A small Mediterranean town

 

Though reiterated, the use of the metaphor of the “small town” to describe a University College is not less useful. The built complex that has to house the future life of 10000 students and teachers will be their urban habitat during most of the year.

 

So it is very suitable to refer to the best examples of urban organisms to inspire the future Campus’ design. The history of the best Mediterranean towns shows us the way: compact cohesive tissues, where meetings spaces are arranged in a tidy hierarchy: plazas, streets, lanes, loggias, porches, courtyards, etc. There we can find our references. To tell about a dense city of plazas and patios is also a way to deal with the environment in a precise way: compactness, minimum footprint and the use of the vernacular resource of intermediate spaces (mainly patios and porches) as natural mechanisms of climatic regulation.

 

Our proposal tries to adopt that reference by using a simple and rational geometry. A dense grid of streets, plazas, porches and courtyards is inserted at the central area of the available plot. The height of the whole is limited to three storeys so as to make vertical circulations easier and to stimulate no to make use of elevators.

 

Institucional image.

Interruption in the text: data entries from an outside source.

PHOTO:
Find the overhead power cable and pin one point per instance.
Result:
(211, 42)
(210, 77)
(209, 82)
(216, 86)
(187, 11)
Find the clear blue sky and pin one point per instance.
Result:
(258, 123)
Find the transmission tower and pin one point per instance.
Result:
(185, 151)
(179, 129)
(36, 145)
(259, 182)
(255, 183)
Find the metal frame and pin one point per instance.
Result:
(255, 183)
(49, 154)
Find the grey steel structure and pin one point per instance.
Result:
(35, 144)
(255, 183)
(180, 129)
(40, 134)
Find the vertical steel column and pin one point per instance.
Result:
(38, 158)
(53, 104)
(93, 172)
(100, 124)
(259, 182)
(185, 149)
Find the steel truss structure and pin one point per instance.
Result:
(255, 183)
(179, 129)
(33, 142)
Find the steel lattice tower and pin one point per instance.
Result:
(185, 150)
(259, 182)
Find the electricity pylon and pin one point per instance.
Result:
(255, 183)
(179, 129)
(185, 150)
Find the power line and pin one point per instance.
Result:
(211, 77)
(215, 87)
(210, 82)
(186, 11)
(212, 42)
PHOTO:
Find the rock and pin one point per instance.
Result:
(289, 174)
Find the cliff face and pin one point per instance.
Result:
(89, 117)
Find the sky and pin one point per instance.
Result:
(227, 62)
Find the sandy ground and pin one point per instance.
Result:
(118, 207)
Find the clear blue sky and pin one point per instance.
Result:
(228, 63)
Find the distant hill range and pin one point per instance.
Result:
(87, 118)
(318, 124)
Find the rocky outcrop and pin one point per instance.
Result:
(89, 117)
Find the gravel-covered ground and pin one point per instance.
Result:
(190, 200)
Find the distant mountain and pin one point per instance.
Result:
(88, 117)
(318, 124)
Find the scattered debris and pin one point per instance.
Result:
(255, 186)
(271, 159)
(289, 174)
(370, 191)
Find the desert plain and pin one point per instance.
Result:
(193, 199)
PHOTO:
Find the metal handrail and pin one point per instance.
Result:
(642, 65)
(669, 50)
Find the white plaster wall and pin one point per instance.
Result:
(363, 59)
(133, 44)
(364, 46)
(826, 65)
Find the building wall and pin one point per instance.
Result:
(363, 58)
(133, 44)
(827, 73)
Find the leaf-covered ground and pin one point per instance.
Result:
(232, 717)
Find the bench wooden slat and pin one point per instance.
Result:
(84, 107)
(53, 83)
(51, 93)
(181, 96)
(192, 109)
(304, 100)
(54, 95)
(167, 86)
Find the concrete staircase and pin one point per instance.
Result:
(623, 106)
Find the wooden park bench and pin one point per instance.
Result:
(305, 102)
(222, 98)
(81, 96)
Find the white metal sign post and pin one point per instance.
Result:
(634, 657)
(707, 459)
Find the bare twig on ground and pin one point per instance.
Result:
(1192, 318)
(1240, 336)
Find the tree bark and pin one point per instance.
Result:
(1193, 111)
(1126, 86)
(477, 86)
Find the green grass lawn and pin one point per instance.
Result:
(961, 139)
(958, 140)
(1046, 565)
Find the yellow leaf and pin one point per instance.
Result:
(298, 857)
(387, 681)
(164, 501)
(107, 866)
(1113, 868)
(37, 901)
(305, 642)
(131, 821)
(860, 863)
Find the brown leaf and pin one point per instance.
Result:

The portico building.

 

One of the explicit purposes of the University government is to achieve a clear representative image of the whole from the exterior, specially “coming to the Campus from the future highway that connects it with Seville”. It would be strange to our project’s premises, which attempt for the creation of a dense tissue of streets and squares, to turn to big-scale, sculptural or high-rise landmarks. In exchange we propose something more coherent with our general concept: the first building the approaching visitor will perceive has the shape of a long portico, which builds the southern façade of the campus and frames the view of its inner activity. This great void under the portico shows the main public open quadrangle of the University. The metaphor of the institution’s transparency and its openness to society gets here an architectural shape. 

 

The portico building is not the head of the University in a figurative sense. Il also houses its more representative and collective facilities: the assembly hall, the chapel, the library and the rector’s office. The great covered void in-between all these pieces can work as the main meeting roofed open space of the college community.

 

 A new concept for the lecture room building

 

The main part of the Campus’ built area is occupied by the lecture room buildings. In our proposal they give shape to the Mediterranean town concept by means of its grid of patios, porches and corridors. Lecture rooms take advantage of the use of the patios as temperature, light and ventilation regulators, in the same way vernacular Mediterranean courtyards used to do, buy here incorporating a series of technological low energy devices.